Lost in the edge of red scruff riding up to pale cheek flushing pink, Dean’s mouth took over. “The festival sounds fun.”

“This book delivers exactly what it promised…’gay, Hallmark-influenced romance is a heart-warming, hilarious, steamy mug of Christmas cocoa.’ Dean and Levi are both so great and watching them get flustered around each other was so endearing.”
—Lindsayreadsalot ★★★★★
If the runner-ups had won, here’s a summary of the book I’d have written for you in another dimension:
When winter break from his kindergarten class begins, Derek hopes to enjoy a much-needed vacation in a cabin deep in the impenetrable mountains. Once he finds all the glitter stuck to his body, anyway. His plans are thrown into chaos when the cabin he rented is occupied by none other than Mr. Cookie himself. Instead of the crumbly old face on the package, Garret puts bodybuilder gingerbread men to shame.

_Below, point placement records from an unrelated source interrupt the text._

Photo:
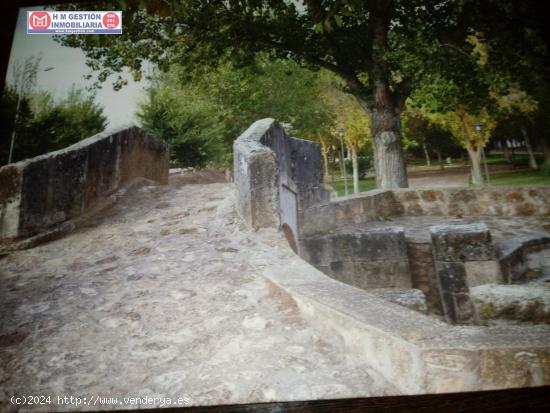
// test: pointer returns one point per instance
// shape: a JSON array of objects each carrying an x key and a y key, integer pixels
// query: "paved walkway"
[{"x": 157, "y": 298}]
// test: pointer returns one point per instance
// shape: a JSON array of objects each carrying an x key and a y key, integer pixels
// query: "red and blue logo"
[{"x": 74, "y": 22}]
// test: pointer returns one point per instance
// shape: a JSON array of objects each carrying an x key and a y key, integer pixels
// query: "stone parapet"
[{"x": 41, "y": 193}]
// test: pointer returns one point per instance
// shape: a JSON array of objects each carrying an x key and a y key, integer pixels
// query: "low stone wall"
[
  {"x": 39, "y": 193},
  {"x": 464, "y": 257},
  {"x": 364, "y": 258}
]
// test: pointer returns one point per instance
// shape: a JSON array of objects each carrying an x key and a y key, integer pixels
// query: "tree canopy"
[{"x": 384, "y": 50}]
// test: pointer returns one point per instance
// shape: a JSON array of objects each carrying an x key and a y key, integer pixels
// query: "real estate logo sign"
[{"x": 74, "y": 22}]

Too bad Mr. Cookie wants to bulldoze Derek’s school and replace it with a chocolate chip factory. It’s going to be a frosty Christmas as the two refuse to give up their cabin rental. And yes, there’s only one bed. The hate-cookie begins to crumble when Derek and Garret build snowmen then break into a snowball fight that nearly becomes a kiss.
Before there can be any frosting licking, a limo arrives to whisk Garret off to the Mr. Cookie Holiday Ball. He asks Derek to join him, but before he can answer, a woman pokes her head out to ask Garret to sign the destroy the school order.
What happens next? How can the two reconcile? Will Derek ever get rid of all the glitter?
I think you made the right choices for Tangled in Tinsel. But who knows, maybe next year The Cookie Grinch will appear under your tree. In this universe, I hope you enjoy Tangled in Tinsel!